本文介绍了一种线性时间和常数空间复杂度的算法,用于在整数数组中找到出现次数超过n/3的所有元素。利用改进的摩尔投票算法,通过两次遍历找出可能的超频元素,并验证其是否满足条件。
Question
Given an integer array of size n, find all elements that appear more than ⌊ n/3 ⌋ times. The algorithm should run in linear time and in O(1) space.
hint
- How many majority elements could it possibly have?

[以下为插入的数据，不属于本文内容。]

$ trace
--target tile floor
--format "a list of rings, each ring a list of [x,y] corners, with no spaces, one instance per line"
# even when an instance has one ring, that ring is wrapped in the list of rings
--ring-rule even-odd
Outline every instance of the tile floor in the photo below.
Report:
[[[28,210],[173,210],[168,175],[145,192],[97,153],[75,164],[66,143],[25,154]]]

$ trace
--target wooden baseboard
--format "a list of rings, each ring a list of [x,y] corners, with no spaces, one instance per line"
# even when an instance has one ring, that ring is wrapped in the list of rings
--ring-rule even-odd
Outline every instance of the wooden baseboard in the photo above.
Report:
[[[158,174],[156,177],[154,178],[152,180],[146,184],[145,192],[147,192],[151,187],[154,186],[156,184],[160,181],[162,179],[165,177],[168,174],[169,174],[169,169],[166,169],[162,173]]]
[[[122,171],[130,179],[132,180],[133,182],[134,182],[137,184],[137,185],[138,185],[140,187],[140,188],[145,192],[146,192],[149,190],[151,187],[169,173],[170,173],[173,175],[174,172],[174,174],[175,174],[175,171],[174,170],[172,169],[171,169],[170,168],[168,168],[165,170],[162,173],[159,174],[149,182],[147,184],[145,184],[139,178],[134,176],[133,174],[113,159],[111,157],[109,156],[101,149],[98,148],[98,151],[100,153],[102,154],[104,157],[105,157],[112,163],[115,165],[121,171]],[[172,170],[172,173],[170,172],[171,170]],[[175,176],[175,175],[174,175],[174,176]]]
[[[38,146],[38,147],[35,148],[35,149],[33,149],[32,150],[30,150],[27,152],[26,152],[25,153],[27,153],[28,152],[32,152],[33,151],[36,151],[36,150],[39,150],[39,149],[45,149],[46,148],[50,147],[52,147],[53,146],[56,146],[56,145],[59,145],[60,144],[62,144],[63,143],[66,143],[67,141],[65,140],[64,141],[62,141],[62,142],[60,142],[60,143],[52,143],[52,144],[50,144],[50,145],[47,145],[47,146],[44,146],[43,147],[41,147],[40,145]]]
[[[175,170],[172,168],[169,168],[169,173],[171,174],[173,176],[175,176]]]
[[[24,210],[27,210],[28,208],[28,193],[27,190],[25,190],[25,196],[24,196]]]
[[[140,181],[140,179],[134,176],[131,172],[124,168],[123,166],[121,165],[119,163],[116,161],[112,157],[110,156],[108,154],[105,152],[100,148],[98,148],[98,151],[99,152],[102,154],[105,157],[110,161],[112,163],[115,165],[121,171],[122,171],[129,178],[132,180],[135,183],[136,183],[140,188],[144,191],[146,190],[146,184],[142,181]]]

- Do you have a better hint?
THOUGHT
Moore’s Majority Vote
algorithm,The basic idea is based on Moore’s Voting Algorithm, we need two candidates with top 2 frequency. If meeting different number from the candidate, then decrease 1 from its count, or increase 1 on the opposite condition. Once count equals 0, then switch the candidate to the current number. The trick is that we need to count again for the two candidates after the first loop. Finally, output the numbers appearing more than n/3 times.
多数投票算法进行改进的。观察可知,数组中至多可能会有2个出现次数超过 ⌊ n/3 ⌋ 的众数记变量n1, n2为候选众数; c1, c2为它们对应的出现次数,遍历数组,记当前数字为num。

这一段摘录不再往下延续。